The Symbolism of a Mid-Market Suit
The mayor's go-to suit is from Suitsupply, a European label that sells in a moderate price bracket. "Mamdani is very much a reflection of his upbringing," says Guy. "In his thirties, he's neither poor nor exceptionally wealthy." Therefore, his mid-level suit will resonate with the group most inclined to support him: people in their thirties and forties, college graduates earning middle-class incomes, often frustrated by the expense of housing. It's exactly the kind of suit they might wear themselves. Not cheap but not lavish, Mamdani's suits arguably align with his stated policies—which include a capping rents, building affordable homes, and free public buses.
"It's impossible to imagine Donald Trump wearing Suitsupply; he's a Brioni person," says Guy. "He's extremely wealthy and grew up in that property development world. A status symbol fits seamlessly with that tycoon class, just as more accessible brands fit well with Mamdani's cohort."
The history of suits in politics is extensive and rich: from a former president's "shocking" tan suit to other national figures and their suspiciously impeccable, tailored appearance. As one UK leader learned, the suit doesn't just dress the politician; it has the power to define them.
Performance of Banality and A Shield
Perhaps the point is what one academic refers to the "enactment of banality", invoking the suit's long career as a uniform of political power. Mamdani's specific selection leverages a studied understatement, neither shabby nor showy—"respectability politics" in an unobtrusive suit—to help him connect with as many voters as possible. But, experts think Mamdani would be aware of the suit's historical and imperial legacy: "The suit isn't neutral; scholars have long noted that its modern roots lie in military or colonial administration." It is also seen as a form of protective armor: "I think if you're from a minority background, you aren't going to get taken as seriously in these white spaces." The suit becomes a way of signaling credibility, perhaps especially to those who might doubt it.

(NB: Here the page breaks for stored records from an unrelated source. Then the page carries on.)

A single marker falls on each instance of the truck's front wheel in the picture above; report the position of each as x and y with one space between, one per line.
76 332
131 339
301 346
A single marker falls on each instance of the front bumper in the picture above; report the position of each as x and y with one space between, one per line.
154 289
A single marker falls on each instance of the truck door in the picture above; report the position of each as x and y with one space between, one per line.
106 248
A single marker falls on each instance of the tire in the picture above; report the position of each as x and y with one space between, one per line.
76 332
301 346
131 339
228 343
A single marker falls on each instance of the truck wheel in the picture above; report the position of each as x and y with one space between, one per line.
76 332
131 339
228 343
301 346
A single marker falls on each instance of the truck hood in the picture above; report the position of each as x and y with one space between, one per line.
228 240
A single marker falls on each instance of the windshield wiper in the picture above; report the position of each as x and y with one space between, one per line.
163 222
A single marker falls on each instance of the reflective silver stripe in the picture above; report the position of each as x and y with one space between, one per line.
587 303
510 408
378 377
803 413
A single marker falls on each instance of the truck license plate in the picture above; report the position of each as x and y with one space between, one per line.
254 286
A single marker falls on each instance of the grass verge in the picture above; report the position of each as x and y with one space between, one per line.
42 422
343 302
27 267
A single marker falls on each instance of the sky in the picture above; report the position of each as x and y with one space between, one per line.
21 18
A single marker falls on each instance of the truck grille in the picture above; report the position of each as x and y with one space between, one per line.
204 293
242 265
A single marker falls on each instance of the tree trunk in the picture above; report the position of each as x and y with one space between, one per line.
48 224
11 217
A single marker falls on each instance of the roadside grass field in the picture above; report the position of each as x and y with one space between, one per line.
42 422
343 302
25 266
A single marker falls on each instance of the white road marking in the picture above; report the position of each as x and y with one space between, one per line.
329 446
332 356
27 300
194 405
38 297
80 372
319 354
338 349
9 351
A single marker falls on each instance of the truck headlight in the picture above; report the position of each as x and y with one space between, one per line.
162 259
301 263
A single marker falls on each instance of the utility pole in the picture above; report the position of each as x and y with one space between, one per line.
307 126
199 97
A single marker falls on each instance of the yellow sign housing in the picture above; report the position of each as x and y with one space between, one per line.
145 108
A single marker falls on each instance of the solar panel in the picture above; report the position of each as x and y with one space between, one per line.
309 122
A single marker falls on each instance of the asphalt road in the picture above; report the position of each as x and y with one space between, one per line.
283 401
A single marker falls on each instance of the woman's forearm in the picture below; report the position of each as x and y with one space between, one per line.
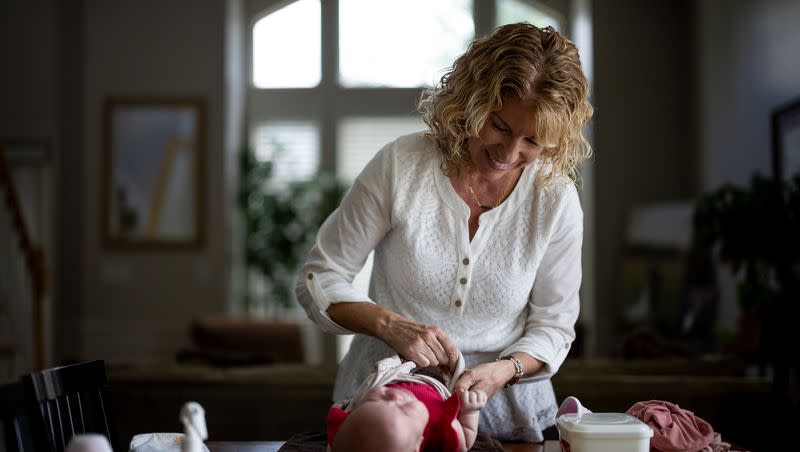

Such sartorial "changing styles" is not a recent phenomenon. Even historical leaders once wore formal Western attire during their early years. Currently, certain world leaders have started exchanging their typical military wear for a dark formal outfit, albeit one lacking the tie.

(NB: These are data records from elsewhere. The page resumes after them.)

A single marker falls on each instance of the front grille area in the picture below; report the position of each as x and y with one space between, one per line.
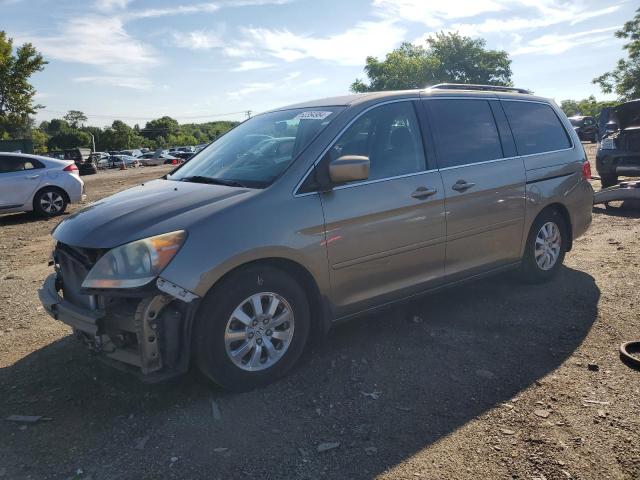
73 265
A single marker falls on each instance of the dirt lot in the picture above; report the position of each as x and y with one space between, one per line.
491 380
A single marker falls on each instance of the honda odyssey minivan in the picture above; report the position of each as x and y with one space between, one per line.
315 213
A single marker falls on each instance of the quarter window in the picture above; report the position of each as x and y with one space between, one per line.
465 132
389 135
536 127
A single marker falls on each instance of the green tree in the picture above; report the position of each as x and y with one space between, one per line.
447 57
163 126
75 118
16 93
624 80
587 106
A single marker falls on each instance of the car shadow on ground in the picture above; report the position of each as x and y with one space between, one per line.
628 209
397 381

"Throughout the fabric of Mamdani's image, the struggle between insider and outsider is visible."
The suit Mamdani selects is deeply symbolic. "Being the son of immigrants of South Asian heritage and a democratic socialist, he is under scrutiny to conform to what many American voters expect as a sign of leadership," says one expert, while simultaneously needing to walk a tightrope by "avoiding the appearance of an elitist betraying his distinctive roots and values."
Yet there is an acute awareness of the different rules applied to suit-wearers and what is read into it. "That may come in part from Mamdani being a younger leader, skilled to adopt different personas to fit the situation, but it may also be part of his multicultural background, where adapting between languages, customs and attire is common," it is said. "Some individuals can go unremarked," but when others "attempt to gain the authority that suits represent," they must carefully negotiate the codes associated with them.
Throughout the presentation of Mamdani's public persona, the dynamic between belonging and displacement, insider and outsider, is evident. I know well the discomfort of trying to conform to something not built for me, be it an inherited tradition, the culture I was born into, or even a suit. What Mamdani's style decisions make clear, however, is that in politics, image is not without meaning.